Ancak katı kayalar ne kadar güçlü olursa olsun, hiçbiri sonsuza kadar böyle hızlı hareket eden bir su saldırısına dayanamaz, bu nedenle sadece bir şelalenin doğuşu değil, ölümü de vardır. Şelalenin hem doğumu hem de ölümü binlerce yıl sürer. Şelalenin altındaki toprak, sürekli hareket eden su tarafından yavaş yavaş aşınır. Şelalenin kenarlarına bitişik taşlar da yavaş yavaş aşınır ve yontulur ve yukarı yönde yeni bir su akışı oluşturur. Gördüğümüz gibi, şelaleler "seyahat eder", birkaç kilometre boyunca yukarı doğru hareket eder, ancak bu hareket yüzey tabakası tamamen yok edildiğinde durur: şelale bir eşiğe dönüşmüştür. Yavaş yavaş, akarsular nehrin daha sessiz bölümlerine dönüşür.
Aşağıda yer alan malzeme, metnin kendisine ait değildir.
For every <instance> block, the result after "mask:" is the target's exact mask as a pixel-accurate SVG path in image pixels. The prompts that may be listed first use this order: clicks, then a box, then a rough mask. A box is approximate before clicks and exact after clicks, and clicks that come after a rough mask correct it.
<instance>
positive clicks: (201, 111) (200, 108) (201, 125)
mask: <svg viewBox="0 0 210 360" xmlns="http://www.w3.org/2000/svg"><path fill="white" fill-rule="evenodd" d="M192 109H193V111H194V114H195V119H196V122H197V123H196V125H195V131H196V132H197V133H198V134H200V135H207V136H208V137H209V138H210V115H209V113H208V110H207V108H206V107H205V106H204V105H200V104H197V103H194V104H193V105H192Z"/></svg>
Şelaleler her zaman insanları cezbetmiştir. Hızla aşağı düşen suyun görüntüsü büyüleyicidir, genellikle şelale, bulunduğu bölgenin "ziyaret kartı" haline gelir. Her yıl milyonlarca turist, gücü ve güzelliği çok çekici olan şelaleleri görmeye gidiyor. Ek olarak, bazıları insanlığa paha biçilmez faydalar sağlar: insanlar şelalenin muazzam gücünü bir enerji kaynağı olarak kullanır ve şelalenin bulunduğu yere hidroelektrik santraller kurarlar.

GOU NPO PU No. 24

Süpervizör:, bilişim öğretmeni

Araştırma:

Şelalelerin kökeni,

şelale işaretleri

Şelalelerin kullanımı.

En büyük ve en popüler şelalelerden bahsedin.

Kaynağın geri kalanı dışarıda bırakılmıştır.